Likewise, there should be a documented plan of treatment, he says. "Each patient has a plan of treatment that is reviewed and revised by the physician and rehab team," Soisson notes. "Some patients will stay a week, and some will stay three weeks; so the plan is reviewed as appropriate, and it at least has to have the doctor’s name on it."
• Coordinate the multidisciplinary team approach.
"There has to be evidence that there’s a multidisciplinary approach to care with therapy, nursing, doctors, and other consults as needed," he says. "And at least every two weeks, there’s a team conference where the patient’s goals and treatment plans and discharge plans are being discussed."
• Use preadmission screening.
Rehab facilities can run into problems if there is no formal screening process to make certain patients are candidates for rehab, accompanied by documentation that shows why, Soisson says. "The preadmission screening process is a problem area," he notes. "Rehab staff think a patient is a good candidate for rehab, but no one has signed off and said, Yes, the patient is a good candidate for rehab, and here’s why.’"
The solution is to document a review of the medical record while the patient is in acute care, perhaps by having the physician conduct a consultation on a patient in acute care and applying the rehab criteria to the case before saying that the patient would benefit from rehab services, Soisson says.
• Encourage nurses to be certified.
Another troublesome area involves adequate nurse staffing because of the nursing shortage, he points out. If an organization doesn’t have some of its nursing staff certified in rehab nursing, then there’s the question of whether the facility truly is providing rehab nursing, Soisson says. "So we’re encouraging clients to get as many nurses certified as possible, but if that’s not practical in the short run, then do continuing education with specific rehab nursing issues," he says.
• Make certain patient meets requirement for medical necessity.
"The expectation is that the patient meets the criteria for medical necessity," Soisson says. "The problem is that Medicare looks at this in a retrospective review," he says. So if a rehab facility has admitted a patient who doesn’t meet medical necessity criteria, the facility would not know that this is Medicare’s decision until after the patient has been treated for a couple of weeks and the claim was submitted, Soisson says.
"Then you lose all you’ve provided and don’t get paid for that," he says. "And you run the risk, if you have enough cases of those, to have the fiscal intermediary say that you don’t look like a rehab provider because you’re providing a level of care that’s not rehabilitation."
This past year, there has been a trend of fiscal intermediaries publishing their own review policies, and these seem to present a consistent view of what constitutes medical necessity, Soisson notes. "As the Centers for Medicare & Medicaid Services (CMS) forces fiscal intermediaries to be more diligent organizations, then rehab providers will have to make sure patients are meeting those criteria," he adds.
• Audit medical records admission.
"We feel strongly that some medical record audits for preadmission and admission acceptance and continued stay need to be done on a regular basis," Soisson says. "At least on a yearly basis, a rehab facility ought to get some outside help with auditing because you can get too close to it yourself, and you are not always as objective as you need to be," he says. "So the real issue is having someone take a really good look at medical records to see if you are, in fact, proving that these patients belong in rehab and are staying as long as they should have stayed," Soisson explains.

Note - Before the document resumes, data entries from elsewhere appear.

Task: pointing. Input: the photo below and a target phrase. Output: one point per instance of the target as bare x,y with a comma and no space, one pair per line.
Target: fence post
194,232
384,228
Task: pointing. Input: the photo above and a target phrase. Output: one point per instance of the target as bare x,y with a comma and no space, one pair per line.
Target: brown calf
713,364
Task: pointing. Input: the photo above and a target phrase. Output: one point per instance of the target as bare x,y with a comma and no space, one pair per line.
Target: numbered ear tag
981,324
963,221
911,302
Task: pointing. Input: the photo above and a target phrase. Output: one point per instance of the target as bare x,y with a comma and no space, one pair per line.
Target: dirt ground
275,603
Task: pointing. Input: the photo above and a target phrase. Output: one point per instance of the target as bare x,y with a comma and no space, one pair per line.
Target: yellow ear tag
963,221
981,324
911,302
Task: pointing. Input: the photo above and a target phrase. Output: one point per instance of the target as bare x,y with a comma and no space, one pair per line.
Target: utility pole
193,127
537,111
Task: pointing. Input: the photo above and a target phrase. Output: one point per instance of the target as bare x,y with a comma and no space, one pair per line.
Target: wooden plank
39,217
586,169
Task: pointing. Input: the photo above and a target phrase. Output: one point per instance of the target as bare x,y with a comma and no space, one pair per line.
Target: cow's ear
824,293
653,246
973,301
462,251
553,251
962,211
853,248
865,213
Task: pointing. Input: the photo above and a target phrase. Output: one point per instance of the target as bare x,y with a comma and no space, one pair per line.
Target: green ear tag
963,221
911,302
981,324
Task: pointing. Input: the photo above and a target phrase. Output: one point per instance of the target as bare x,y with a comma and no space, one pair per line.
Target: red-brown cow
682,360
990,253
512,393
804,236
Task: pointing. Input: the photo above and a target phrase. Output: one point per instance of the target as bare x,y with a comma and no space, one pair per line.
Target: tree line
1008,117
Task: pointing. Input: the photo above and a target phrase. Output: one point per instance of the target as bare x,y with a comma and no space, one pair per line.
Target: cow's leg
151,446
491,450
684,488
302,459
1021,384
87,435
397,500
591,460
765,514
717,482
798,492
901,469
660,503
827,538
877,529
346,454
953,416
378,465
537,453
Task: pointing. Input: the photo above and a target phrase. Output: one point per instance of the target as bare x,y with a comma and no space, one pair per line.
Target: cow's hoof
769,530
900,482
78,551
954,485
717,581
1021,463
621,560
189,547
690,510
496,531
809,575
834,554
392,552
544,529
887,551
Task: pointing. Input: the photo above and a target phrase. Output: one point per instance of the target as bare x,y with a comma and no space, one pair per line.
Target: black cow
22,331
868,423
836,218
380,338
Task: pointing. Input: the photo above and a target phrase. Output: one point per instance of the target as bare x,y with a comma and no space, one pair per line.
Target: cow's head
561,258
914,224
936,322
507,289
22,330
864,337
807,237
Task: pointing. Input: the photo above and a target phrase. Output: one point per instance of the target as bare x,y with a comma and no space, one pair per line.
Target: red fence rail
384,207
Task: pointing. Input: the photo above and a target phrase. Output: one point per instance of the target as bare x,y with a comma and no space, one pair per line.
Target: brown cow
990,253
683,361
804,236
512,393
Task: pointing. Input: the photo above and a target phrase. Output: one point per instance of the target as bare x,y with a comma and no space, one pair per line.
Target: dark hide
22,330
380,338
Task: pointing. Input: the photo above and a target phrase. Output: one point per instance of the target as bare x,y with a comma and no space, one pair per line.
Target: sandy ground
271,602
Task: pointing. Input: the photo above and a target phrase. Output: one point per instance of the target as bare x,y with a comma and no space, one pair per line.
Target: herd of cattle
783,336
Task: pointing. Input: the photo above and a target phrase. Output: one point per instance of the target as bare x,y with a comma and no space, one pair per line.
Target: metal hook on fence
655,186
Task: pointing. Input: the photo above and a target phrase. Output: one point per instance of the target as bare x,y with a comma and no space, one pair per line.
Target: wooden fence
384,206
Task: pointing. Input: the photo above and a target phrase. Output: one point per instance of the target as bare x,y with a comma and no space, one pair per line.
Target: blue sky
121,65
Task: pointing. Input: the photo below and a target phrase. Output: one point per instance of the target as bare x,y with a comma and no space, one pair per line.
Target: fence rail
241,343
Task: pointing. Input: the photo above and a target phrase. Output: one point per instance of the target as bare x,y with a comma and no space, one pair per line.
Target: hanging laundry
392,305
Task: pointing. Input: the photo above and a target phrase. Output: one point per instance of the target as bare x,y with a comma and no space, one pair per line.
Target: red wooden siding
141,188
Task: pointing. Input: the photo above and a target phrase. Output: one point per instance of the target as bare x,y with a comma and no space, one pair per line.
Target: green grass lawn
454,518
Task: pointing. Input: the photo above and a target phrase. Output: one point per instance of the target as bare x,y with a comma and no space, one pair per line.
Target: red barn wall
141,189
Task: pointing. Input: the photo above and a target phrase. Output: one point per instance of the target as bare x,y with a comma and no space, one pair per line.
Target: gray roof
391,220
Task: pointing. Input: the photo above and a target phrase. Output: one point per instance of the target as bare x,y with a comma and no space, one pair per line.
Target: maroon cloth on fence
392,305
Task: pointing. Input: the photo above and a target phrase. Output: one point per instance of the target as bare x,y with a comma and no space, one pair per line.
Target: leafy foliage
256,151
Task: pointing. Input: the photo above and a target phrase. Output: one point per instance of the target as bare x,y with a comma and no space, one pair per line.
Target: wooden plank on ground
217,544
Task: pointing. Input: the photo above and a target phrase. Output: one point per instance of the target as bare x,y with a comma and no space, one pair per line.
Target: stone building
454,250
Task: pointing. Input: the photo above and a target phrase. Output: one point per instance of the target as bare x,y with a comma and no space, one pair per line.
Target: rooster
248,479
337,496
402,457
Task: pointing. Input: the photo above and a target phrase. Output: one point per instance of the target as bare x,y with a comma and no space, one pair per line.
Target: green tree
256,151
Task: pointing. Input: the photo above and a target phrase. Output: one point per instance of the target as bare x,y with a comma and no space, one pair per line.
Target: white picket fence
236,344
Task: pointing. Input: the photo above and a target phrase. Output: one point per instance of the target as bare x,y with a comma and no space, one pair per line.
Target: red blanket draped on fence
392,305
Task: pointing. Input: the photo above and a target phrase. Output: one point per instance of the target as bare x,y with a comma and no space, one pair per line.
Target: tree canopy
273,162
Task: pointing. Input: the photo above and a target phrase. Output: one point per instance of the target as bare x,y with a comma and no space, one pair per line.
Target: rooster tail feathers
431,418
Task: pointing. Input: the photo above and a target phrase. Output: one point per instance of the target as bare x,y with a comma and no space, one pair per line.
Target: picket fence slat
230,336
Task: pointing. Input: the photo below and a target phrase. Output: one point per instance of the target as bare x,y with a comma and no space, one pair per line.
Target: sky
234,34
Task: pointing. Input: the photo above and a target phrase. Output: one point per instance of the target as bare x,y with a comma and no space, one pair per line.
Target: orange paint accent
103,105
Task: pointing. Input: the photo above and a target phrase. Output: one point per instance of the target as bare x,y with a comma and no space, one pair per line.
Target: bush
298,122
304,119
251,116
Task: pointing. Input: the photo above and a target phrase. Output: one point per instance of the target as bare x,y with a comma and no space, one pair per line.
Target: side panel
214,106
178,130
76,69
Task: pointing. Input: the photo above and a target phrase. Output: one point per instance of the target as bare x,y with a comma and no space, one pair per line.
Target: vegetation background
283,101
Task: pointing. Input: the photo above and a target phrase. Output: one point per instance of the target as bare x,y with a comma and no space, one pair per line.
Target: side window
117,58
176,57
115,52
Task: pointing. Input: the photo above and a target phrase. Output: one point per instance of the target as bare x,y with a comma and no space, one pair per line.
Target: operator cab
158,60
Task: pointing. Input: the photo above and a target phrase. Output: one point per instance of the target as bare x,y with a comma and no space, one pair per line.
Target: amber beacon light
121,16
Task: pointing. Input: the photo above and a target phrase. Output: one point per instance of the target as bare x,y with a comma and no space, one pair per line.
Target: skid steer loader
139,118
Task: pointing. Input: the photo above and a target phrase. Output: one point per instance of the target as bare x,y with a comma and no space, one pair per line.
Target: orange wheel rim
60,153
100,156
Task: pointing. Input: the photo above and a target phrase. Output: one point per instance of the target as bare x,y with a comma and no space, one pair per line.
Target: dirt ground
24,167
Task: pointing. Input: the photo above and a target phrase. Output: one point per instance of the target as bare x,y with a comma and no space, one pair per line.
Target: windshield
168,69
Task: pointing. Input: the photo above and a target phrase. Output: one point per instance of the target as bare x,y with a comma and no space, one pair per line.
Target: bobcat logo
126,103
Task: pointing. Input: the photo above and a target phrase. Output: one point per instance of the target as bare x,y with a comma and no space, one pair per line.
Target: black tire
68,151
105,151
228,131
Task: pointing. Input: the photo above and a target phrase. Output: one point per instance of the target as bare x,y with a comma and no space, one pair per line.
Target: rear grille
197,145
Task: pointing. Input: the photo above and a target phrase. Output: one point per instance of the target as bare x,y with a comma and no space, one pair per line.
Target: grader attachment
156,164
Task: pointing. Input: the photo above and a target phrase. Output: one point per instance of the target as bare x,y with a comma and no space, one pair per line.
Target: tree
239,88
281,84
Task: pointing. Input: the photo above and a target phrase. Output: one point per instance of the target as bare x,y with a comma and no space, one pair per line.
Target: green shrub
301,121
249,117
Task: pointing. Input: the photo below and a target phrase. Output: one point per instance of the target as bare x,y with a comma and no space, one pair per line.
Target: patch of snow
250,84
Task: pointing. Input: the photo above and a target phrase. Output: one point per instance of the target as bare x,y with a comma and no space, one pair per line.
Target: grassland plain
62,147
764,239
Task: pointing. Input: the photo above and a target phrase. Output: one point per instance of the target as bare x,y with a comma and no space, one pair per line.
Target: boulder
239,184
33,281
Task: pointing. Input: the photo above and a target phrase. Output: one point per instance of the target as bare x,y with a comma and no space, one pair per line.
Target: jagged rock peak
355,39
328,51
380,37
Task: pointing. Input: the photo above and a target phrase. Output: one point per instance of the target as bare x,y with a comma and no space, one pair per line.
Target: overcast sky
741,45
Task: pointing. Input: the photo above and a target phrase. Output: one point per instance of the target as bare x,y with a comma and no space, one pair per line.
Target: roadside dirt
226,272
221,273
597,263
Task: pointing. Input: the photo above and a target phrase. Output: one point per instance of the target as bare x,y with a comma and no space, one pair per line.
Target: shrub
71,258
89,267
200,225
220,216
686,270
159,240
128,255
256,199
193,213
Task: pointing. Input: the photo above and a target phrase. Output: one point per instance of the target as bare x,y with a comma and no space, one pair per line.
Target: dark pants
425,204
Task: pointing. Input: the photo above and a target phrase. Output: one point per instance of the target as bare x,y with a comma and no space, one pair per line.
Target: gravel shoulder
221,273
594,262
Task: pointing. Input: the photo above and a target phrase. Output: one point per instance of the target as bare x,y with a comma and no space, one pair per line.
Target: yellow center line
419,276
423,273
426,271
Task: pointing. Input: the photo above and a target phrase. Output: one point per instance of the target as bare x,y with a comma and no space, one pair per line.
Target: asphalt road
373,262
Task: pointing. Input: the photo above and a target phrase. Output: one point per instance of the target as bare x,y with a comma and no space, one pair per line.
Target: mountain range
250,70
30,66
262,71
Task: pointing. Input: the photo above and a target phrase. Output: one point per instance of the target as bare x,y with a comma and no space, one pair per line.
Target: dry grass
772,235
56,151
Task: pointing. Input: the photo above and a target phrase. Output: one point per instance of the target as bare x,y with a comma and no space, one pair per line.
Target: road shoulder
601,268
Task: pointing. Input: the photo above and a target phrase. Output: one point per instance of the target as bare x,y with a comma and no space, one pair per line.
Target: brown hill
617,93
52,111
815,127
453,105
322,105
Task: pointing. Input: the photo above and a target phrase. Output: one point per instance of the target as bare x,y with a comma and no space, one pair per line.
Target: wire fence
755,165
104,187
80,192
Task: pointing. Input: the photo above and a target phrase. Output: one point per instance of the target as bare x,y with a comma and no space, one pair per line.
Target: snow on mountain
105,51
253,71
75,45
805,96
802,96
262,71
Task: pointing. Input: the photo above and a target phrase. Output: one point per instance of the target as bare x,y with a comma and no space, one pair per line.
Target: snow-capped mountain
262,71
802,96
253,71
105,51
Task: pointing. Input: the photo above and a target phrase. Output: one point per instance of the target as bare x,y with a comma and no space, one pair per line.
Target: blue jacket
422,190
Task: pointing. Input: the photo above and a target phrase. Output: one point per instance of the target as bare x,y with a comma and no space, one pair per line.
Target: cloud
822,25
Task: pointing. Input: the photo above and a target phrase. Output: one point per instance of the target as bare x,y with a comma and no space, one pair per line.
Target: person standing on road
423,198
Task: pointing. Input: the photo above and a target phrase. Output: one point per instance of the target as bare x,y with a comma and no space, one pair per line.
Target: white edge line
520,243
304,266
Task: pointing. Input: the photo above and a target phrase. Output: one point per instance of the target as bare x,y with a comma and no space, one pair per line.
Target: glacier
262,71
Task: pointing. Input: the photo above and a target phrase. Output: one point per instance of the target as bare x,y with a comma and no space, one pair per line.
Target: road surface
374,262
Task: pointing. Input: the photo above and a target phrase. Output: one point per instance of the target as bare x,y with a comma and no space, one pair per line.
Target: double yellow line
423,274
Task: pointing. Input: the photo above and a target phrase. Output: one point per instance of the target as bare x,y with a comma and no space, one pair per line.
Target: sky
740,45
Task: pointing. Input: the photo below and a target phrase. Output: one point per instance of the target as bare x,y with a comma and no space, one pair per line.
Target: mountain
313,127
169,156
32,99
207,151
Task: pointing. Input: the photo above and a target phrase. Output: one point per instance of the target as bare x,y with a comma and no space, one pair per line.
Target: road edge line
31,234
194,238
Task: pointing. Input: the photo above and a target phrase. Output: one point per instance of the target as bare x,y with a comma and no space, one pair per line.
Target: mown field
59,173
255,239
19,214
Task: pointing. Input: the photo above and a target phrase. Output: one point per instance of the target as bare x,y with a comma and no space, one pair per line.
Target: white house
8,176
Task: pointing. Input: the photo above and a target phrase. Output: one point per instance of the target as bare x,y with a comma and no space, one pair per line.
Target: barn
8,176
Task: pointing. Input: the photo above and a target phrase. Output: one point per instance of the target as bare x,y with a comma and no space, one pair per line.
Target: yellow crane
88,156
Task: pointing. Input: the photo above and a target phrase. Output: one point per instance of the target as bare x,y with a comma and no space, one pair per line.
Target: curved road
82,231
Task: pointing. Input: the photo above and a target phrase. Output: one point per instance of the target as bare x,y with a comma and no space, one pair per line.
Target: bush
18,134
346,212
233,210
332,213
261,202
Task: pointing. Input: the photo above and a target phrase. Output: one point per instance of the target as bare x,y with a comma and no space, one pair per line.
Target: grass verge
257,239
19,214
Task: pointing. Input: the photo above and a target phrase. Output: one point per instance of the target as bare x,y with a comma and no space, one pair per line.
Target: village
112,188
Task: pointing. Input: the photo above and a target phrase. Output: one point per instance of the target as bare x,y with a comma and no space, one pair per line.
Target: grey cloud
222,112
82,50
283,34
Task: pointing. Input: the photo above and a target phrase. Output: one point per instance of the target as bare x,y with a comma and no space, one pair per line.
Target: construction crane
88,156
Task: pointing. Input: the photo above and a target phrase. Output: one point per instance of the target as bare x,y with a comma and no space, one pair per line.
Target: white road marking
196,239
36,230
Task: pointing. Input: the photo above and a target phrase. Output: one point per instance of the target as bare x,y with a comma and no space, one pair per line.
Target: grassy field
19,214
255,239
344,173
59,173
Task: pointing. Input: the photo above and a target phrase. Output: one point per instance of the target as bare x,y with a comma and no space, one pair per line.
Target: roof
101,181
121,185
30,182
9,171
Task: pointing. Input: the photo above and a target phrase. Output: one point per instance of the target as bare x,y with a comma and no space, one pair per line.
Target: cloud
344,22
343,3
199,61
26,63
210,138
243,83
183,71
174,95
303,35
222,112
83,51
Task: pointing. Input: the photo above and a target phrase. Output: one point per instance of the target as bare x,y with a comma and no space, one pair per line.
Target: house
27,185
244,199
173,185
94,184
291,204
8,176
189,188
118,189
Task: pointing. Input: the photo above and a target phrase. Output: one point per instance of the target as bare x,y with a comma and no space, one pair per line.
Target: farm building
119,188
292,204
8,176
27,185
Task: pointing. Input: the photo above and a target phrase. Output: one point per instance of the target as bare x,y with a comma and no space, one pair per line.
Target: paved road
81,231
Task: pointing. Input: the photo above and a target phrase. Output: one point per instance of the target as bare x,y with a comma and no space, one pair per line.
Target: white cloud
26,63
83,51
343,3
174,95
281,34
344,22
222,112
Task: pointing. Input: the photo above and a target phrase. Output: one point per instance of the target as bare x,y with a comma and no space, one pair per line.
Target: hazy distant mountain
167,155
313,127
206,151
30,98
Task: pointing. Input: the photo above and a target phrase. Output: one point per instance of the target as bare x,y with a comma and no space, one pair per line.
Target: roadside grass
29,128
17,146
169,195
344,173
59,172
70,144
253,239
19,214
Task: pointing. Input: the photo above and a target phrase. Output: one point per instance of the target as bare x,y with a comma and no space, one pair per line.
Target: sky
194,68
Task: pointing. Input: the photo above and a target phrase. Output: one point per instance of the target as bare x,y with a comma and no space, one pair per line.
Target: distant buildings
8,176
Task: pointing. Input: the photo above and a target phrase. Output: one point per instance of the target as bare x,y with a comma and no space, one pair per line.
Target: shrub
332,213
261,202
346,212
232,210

For instance, if a patient could have gone to a skilled nursing facility, then the patient should not have been admitted to rehab, he says. "They need to have that inpatient rehab level of care, and that’s an intensity of service condition," Soisson says. Patients admitted to inpatient rehab must require 24-hour nursing care, regular physician interaction and monitoring, three hours of therapy a day, five days a week, and documentation for all of these services, he adds.
Rehab providers will need to continue to monitor compliance with the COPs, including medical necessity, because CMS has vowed to hold facilities accountable for the COPs, Soisson says.